First let me tell you by no means i am a SAN administrator, however i was lucky to work on a project on my new job where we were in search for all flash SAN to replace our FUSION-IO cards, this project involved lot of testing ,analysis and negotiation. During this project i have learned quite few things, most of it is related to dealing with vendors. While there are some great articles which covers most of the technical details, i had tough time finding info on what i should be looking for when purchasing a SAN. Returning two major SAN’s just because they didn’t meet our expectations,I am going to list out things that i have learned through out the journey, hopefully it will be helpful when you are in market for a new SAN. I like to get deep dirty into details, this list might be an overkill for some institutions, but i think if you need most bang for your buck you really need to make sure that you understand how SAN works. There are 4 pieces to this puzzle:
- Gather metrics, have a very good understanding of what your current environment is, have your numbers backed up by good collection of perfmon data.
- Write down features that are must to have and good to have. Like you might need excellent performance but might not need dedup, adding dedup to the mix might degrade your performance or you could say you need to have lot of storage then compression and dedup is necessary as long as you are OK to take some hit on performance. Some of the main features are like Compression,Snapshot,Replication,Dedup,QoS,Backups,Encryption and Clones, there could be more features.
- Bench mark existing storage, i have used sqlio before but with newer “intelligent” SAN’s sqlio might not be good tool as it writes all zero’s so most likely you would be testing just the controllers. Diskspd is good replacement for sqlio, David Klee has excellent post here related to diskspd. You need benchmark your existing storage to understand what you would be expecting from new SAN, this will help you in understanding how much you would gain or loose. You can also provide the same sample script to the SAN vendor so that they can test there system and provide there results.
- Shop around for SAN, this is basically research, ask friends from other organizations what they use, attending events like PASS and Super Computing, if you are in SQL Server world most of leading vendors will be present at PASS events. Super Computing is also very good place to learn about newer SAN’s .
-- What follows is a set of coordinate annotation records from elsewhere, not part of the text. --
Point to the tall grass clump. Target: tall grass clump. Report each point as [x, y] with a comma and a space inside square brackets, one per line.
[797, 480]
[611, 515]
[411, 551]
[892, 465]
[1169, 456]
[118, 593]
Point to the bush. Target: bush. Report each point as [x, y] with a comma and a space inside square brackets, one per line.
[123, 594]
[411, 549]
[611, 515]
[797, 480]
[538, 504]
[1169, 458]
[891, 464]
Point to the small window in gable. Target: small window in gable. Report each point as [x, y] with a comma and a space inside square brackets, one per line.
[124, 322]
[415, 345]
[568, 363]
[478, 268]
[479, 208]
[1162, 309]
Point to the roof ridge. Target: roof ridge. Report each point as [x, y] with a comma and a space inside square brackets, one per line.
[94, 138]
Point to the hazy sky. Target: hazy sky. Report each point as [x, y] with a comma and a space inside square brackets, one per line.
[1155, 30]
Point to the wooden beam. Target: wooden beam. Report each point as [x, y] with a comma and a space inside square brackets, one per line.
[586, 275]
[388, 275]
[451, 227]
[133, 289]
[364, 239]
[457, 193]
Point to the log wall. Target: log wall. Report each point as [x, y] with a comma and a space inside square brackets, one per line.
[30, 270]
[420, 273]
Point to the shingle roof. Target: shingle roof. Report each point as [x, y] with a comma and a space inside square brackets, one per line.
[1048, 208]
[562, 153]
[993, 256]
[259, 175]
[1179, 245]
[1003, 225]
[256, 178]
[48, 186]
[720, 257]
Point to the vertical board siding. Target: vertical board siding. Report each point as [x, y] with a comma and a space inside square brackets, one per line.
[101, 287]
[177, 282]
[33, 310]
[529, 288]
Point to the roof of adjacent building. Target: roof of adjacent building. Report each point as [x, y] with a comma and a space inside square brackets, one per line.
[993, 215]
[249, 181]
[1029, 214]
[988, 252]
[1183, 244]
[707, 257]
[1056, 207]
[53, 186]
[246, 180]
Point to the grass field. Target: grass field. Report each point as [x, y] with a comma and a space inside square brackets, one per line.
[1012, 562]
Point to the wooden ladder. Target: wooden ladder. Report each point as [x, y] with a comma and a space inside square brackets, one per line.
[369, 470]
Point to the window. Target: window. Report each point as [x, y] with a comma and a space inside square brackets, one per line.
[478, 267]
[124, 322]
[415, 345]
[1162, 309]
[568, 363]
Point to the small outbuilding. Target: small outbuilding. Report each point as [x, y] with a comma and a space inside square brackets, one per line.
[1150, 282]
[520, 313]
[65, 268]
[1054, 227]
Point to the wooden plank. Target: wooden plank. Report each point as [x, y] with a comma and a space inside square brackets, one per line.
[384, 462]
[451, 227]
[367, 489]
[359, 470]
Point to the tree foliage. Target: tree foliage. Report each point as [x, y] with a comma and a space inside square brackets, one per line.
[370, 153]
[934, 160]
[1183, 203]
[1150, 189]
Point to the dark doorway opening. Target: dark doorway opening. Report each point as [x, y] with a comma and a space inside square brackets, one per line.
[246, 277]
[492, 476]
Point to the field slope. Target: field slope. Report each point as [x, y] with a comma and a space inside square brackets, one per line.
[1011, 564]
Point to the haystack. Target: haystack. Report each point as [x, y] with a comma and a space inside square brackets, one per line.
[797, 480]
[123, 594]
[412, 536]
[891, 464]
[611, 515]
- Have a very good understanding of what you are looking for, capture baseline using perfmon. Let perfmon run for couple weeks on the server or servers that you would be using SAN for, few key metrics that helped me:
- Physical Disk – Avg. Disk sec/Read ( Read Latency)
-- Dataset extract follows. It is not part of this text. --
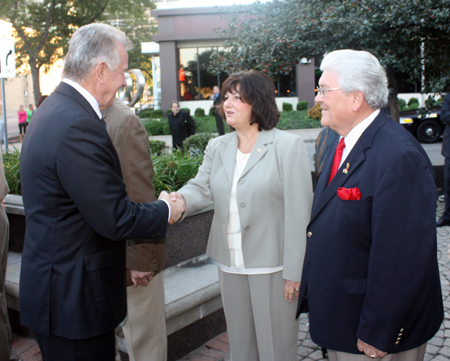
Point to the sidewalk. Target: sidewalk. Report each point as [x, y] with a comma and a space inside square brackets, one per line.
[217, 349]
- Physical Disk – Avg. Disk sec/Write (Write Latency)
- Physical Disk – Disk Reads/sec ( IOPS) – Use this to understand what % is read activity
- Physical Disk – Disk Writes/sec (IOPS) – Use this to understand what % is write activity
- Physical Disk – Disk Transfers/sec (IOPS)
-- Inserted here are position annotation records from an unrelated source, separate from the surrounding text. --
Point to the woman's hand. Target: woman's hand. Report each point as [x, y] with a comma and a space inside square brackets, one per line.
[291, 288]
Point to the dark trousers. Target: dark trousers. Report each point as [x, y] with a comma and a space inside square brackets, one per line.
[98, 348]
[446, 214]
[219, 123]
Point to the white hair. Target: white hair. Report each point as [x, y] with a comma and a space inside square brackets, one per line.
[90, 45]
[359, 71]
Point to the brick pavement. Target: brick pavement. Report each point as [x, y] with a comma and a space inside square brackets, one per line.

- Physical Disk – Disk Bytes / sec (Throughput)
After reviewing the perfmon data you should be able to answer few important questions about your environment:
- What is average IOPS ( in total for all drives , if you different flavor’s of drive then get it for each individual), what is peak and how long does it stay at peak .
- What is average read/write latency? What is R/W latency at peak IOPS.
- What is avg throughput, what are peaks.
The goal here is you should have good understanding of your averages but also need to know when you hit the peak is the SAN going to crash or just be fine.
2. So far you have spent enough time gathering details about your environment,by now you should have a very good idea what you are looking for. Just like any other product every vendor will say there SAN is best, at the end of the day you really need to know what is $/Gb value given SAN meets your requirements. When you actually get to $/GB i felt it was really tricky, because each vendor would calculate it different. Some calculate with estimated compression ( what they think they can compress it to , some claim 8X, i have never seen more than 3 X for SQL Server) and dedup, some calculate $/GB before RAID. I was very thrilled when a upcoming SAN vendor told me i could get $3/GB, i was jumping up and down, after 1 month of testing and lot of back and forth we realized for us it would be $12/GB ( as matter of fact anyone using SQL Server on there SAN would be paying $12/GB) . You might hear a lot of SAN vendors claiming 250M IOPS with sub milli second latency, yeahhh they get those numbers with 4KB block size, in SQL Server everything is between 8KB and 64KB. There are some really good SAN vendors, you just need to do your research and ask lot of questions. After dealing with so many vendors i realized had i asked them to fill out the excel sheet, i would have saved 100 hours of my life… ok i might be exaggerating a little bit but for sure many hours. I made a simple excel sheet, i filled out the columns for each vendor as i went through my POC , this helped me in making my decision.